DraftKings and FanDuel may be some of the sportsbooks eyeing an expansion into the Tennessee market. According to records from the Tennessee Ethics Commission, both companies had lobbyists registered in the state this year.
Kevin Hennessy, director of publicity for FanDuel, said in an email that “there is nothing to comment on at this time.”
DraftKings did not return an email seeking comment on sports betting in Tennessee.
What can you bet on?
Rules vary across different states, but generally speaking, operators offer bets on professional football, basketball, golf, hockey, and soccer, among other sports. College basketball and football are also popular.
State law does prohibit a few types of wagers. Bets can’t be placed on injuries, penalties and other types of wagers deemed “contrary to public policy,” “unfair to consumers” or in violation of the state constitution.
In-game proposition bets are prohibited for collegiate sports. A “proposition bet,” or “prop bet,” is a bet on the occurrence or non-occurrence of an event during a game that doesn’t directly impact the game’s ultimate outcome [for example, whether a specific team will be the first to score in a game].
Where will the money go?
The state will collect a 20% tax on the adjusted gross income of a licensee. Eighty percent of the tax revenue will go into the state’s “lottery for education account,” 15% will go toward local governments for infrastructure projects and 5% will go to the Department of Mental Health and Substance Abuse Services to help people with problem gambling or gambling disorders.
State officials estimate Tennessee will collect about $50 million in taxes and fees each year as a result of the new law. However, an Associated Press investigation earlier this year found that collected tax revenues were lower than expected in four of six states that legalized sports betting.
When can you start betting?
The state lottery hasn’t released a specific date for when consumers can expect sports betting to be up and running. An analysis by the General Assembly Fiscal Review Committee from April noted that “Due to the effective date of this legislation, it is assumed that sports gaming will not commence and be available to bettors until January 1, 2020.”
Kustelski, of Chalkline Sports, also said he doesn’t anticipate that consumers will be able to place online bets in Tennessee until the first quarter of 2020.
He cautions people in Tennessee to be aware of whether the online services they are using are legal and licensed to operate in the state.

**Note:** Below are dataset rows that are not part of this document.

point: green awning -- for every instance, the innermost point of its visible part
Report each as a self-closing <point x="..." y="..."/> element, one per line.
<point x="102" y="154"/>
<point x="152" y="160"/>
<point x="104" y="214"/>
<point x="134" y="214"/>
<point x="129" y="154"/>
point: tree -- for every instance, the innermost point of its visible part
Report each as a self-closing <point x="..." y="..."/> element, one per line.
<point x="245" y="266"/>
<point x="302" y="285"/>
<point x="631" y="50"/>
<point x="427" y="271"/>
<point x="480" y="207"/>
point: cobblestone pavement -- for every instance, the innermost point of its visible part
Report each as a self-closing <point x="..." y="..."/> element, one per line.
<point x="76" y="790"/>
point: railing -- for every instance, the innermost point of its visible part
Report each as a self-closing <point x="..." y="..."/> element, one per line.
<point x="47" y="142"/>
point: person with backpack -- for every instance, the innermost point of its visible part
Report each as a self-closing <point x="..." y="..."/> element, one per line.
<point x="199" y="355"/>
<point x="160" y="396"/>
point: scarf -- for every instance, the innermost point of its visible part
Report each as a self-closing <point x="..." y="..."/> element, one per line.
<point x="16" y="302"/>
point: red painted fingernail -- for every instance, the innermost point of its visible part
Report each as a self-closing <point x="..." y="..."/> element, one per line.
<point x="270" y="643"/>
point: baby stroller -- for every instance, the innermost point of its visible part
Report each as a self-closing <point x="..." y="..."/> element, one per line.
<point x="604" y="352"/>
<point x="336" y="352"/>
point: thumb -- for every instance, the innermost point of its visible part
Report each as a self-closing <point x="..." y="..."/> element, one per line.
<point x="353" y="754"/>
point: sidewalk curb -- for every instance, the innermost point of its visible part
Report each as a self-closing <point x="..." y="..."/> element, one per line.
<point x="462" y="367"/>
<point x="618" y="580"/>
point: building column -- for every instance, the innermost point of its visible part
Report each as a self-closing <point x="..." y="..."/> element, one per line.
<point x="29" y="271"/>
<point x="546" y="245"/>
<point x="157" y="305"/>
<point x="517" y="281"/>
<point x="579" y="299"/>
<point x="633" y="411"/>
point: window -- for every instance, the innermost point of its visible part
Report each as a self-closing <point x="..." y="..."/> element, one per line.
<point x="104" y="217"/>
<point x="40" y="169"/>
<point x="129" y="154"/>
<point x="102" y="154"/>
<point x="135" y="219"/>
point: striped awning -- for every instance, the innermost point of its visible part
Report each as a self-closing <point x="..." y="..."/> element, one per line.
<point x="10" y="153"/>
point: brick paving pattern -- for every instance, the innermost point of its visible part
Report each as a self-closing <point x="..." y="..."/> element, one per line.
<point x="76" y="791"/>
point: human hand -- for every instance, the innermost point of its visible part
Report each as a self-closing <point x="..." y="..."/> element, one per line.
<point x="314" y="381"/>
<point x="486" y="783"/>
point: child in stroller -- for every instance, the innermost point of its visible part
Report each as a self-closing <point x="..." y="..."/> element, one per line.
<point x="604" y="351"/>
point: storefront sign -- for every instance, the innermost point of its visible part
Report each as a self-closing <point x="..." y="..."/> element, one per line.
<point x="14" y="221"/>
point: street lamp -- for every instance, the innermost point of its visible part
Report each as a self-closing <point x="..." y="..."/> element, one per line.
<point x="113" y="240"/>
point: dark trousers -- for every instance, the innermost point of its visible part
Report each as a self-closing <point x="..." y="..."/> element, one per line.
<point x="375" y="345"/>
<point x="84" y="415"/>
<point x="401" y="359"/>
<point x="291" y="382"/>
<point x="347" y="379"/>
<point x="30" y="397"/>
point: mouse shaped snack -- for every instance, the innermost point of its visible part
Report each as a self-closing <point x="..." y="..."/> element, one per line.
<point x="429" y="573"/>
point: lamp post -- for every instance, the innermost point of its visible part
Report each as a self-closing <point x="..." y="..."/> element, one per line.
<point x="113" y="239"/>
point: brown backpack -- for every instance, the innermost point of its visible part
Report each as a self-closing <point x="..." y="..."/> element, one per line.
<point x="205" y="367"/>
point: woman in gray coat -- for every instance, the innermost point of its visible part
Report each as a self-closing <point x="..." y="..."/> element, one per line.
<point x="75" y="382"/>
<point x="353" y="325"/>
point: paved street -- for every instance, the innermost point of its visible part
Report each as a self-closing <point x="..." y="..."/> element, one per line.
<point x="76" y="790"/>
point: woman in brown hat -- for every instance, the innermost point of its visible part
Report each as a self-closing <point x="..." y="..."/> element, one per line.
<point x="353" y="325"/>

“Sometimes, people hear that it is legal and so they think that every product on the internet where they can wager on sports is legal, but that’s simply not the case,” he said.
He added, “Just because it is legal does not mean that it is licensed and legal in Tennessee yet. And licensed and legal operators will only be operating in Q1 [of 2020], so if you are betting on sports right now, you’re probably doing it illegally, if you’re living in the state of Tennessee.”
What happens to the rule breakers?
A licensee who fails to follow the law — for example, by accepting wagers from minors or people otherwise ineligible to place sports bets — can be investigated by the lottery corporation board and face administrative fines. The board can also revoke licenses.
The law prohibits the transmission of non-public information [like playbooks or confidential medical information] for the purpose of wagering. Violating this ban can result in a Class A misdemeanor. People who violate ineligibility rules, like an athlete betting on their own sport, can also potentially face misdemeanor charges.
Sullivan County District Attorney General Barry Staubus said he doesn’t anticipate dealing with many criminal cases resulting from the law and that most of its provisions call for administrative fines in response to violations. Nevertheless, he acknowledges it’s a new statute for the state.
“How it will play out, we’ll just have to see,” he said.